Question

Suppose that a baseball player has been a .250 hitter for his career, which means that his probability of a hit (success) has been 0.250. Then during one winter the player genuinely improves to the point that his probability of success improves to 0.333. You will investigate how likely the player is, in a sample of at-bats, to convince the manager that he has improve

Answer 1

To convince the manager that he has improved, we need to take a sample and test against the null hypothesis that states that the proportion of success of this player is not significantly higher than 0.250.
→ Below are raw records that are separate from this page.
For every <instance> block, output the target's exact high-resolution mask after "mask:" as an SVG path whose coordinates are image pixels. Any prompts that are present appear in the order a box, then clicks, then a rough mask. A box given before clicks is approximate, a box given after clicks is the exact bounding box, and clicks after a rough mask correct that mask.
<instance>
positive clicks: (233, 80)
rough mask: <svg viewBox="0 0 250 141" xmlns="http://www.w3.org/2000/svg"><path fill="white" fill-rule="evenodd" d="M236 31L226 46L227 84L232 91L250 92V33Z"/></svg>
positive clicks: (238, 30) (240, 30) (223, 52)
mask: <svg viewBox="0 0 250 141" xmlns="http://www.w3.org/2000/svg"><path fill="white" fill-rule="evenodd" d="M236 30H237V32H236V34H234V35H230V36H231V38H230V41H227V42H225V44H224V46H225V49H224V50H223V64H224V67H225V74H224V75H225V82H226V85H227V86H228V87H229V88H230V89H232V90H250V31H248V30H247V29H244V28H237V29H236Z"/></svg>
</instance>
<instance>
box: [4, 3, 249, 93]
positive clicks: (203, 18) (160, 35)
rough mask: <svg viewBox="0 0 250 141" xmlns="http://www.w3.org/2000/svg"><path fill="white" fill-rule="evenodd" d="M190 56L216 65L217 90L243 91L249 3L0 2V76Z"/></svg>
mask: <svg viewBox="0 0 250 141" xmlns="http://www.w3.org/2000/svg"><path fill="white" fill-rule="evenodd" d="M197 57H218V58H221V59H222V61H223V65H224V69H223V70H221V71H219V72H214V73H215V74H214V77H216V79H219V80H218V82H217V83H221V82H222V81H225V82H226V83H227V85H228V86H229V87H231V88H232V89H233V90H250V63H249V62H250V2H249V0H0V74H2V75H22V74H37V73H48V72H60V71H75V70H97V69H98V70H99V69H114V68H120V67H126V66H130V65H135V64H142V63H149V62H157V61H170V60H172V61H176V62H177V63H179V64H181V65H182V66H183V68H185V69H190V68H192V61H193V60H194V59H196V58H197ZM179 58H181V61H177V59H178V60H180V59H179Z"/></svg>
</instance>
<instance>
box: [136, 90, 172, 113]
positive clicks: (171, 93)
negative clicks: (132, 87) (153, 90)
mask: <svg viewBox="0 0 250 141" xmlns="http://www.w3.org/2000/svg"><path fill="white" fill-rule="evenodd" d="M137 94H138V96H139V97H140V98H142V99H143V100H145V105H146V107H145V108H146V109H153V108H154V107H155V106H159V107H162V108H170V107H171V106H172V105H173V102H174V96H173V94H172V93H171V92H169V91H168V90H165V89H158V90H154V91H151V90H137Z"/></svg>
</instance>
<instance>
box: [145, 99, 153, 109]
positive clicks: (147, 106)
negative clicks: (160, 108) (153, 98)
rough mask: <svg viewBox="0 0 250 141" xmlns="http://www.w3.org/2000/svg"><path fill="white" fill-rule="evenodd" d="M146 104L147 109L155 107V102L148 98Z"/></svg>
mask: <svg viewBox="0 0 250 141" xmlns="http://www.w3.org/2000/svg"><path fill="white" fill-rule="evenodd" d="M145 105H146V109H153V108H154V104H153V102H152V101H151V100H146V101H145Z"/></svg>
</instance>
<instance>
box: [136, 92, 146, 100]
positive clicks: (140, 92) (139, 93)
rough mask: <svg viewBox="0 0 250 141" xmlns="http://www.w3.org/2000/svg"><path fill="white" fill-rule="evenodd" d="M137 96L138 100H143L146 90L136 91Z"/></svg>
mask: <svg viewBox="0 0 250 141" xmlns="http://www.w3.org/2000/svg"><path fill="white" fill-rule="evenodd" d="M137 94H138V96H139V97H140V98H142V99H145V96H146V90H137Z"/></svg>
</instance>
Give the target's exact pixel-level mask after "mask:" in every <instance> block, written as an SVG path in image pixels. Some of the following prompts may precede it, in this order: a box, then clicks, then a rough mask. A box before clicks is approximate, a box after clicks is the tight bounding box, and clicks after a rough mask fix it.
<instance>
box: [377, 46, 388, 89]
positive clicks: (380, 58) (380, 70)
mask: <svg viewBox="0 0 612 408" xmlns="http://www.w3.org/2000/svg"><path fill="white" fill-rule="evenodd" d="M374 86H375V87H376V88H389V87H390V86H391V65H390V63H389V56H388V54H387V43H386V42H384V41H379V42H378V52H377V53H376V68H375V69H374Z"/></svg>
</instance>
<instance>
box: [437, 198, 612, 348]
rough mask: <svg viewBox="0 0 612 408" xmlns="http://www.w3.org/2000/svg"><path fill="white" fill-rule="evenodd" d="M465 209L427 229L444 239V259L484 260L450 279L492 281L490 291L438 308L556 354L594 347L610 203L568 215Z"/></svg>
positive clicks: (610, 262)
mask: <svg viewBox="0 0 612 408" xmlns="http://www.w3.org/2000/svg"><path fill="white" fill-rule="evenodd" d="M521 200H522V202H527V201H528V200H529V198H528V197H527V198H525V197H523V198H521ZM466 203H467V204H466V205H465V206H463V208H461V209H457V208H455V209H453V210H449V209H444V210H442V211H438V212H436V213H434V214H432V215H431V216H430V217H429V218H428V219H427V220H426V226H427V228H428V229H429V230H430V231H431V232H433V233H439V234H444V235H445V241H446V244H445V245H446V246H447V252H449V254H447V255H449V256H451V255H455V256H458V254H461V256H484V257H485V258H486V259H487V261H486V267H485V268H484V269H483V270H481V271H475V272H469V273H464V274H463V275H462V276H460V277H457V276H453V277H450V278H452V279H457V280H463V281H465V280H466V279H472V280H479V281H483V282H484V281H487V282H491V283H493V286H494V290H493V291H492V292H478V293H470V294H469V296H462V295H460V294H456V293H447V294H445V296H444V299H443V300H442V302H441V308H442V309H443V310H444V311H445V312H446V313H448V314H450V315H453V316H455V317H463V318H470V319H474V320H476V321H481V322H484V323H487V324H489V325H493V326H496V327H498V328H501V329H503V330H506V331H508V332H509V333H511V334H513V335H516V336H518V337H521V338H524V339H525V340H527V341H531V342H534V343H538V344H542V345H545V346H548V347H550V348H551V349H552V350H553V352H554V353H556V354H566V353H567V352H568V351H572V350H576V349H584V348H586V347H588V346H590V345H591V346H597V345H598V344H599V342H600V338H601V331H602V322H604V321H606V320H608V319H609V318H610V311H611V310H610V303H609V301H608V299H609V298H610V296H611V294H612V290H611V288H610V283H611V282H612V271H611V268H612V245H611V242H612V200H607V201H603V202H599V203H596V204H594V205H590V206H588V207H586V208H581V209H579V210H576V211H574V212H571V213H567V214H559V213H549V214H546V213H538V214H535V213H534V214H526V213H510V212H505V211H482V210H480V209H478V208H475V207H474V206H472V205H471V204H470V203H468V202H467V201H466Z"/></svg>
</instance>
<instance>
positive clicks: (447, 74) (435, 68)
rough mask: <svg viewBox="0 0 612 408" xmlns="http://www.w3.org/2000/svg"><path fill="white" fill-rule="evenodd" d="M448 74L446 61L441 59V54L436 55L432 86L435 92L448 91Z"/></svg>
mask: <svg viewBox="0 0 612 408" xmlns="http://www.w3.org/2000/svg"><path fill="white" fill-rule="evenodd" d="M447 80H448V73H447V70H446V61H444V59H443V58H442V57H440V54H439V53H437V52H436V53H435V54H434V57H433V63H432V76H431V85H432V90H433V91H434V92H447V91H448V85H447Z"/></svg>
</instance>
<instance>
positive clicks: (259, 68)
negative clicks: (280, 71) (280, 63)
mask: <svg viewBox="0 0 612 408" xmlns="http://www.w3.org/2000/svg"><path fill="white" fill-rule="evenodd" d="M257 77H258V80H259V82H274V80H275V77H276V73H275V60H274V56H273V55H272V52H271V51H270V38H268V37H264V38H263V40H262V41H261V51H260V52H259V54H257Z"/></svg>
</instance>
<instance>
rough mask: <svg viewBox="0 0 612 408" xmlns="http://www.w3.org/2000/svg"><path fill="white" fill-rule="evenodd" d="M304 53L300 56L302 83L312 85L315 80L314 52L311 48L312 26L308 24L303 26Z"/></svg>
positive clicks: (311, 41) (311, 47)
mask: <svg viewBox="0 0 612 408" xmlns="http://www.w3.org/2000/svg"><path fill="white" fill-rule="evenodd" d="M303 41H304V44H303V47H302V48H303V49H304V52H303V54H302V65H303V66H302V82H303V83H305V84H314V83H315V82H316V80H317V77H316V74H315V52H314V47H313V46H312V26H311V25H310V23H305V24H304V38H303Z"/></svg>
If we have a sample of size n=20 with sample proportion 0.333, at a significance level of 0.05, there is not enough evidence to support the claim that the proportion of success is greater than 0.250.

Explanation:

In this case, to demostrate that the baseball player has improved his probability of success over 0.250, we need to know the sample size of that winter (that gives p=0.333) and then perform a hypothesis test on the proportion of at-bats.

Lets assume the sample is n=20, and the sample proportion is p=0.333.

The claim is that the proportion of success is greater than 0.250.

Then, the null and alternative hypothesis are:

`H_0: \pi=0.25\\\\H_a:\pi>0.25`

The significance level is 0.05.

The sample has a size n=20.

The sample proportion is p=0.333.

The standard error of the proportion is:

`\sigma_p=\sqrt{(\pi(1-\pi))/(n)}=\sqrt{(0.25*0.75)/(20)}\\\\\\ \sigma_p=√(0.009375)=0.097`

Then, we can calculate the z-statistic as:

`z=(p-\pi-0.5/n)/(\sigma_p)=(0.333-0.25-0.5/20)/(0.097)=(0.058)/(0.097)=0.599`

This test is a right-tailed test, so the P-value for this test is calculated as:

`\text{P-value}=P(z>0.599)=0.275`

As the P-value (0.275) is greater than the significance level (0.05), the effect is not significant.

The null hypothesis failed to be rejected.

At a significance level of 0.05, there is not enough evidence to support the claim that the proportion of success is greater than 0.250.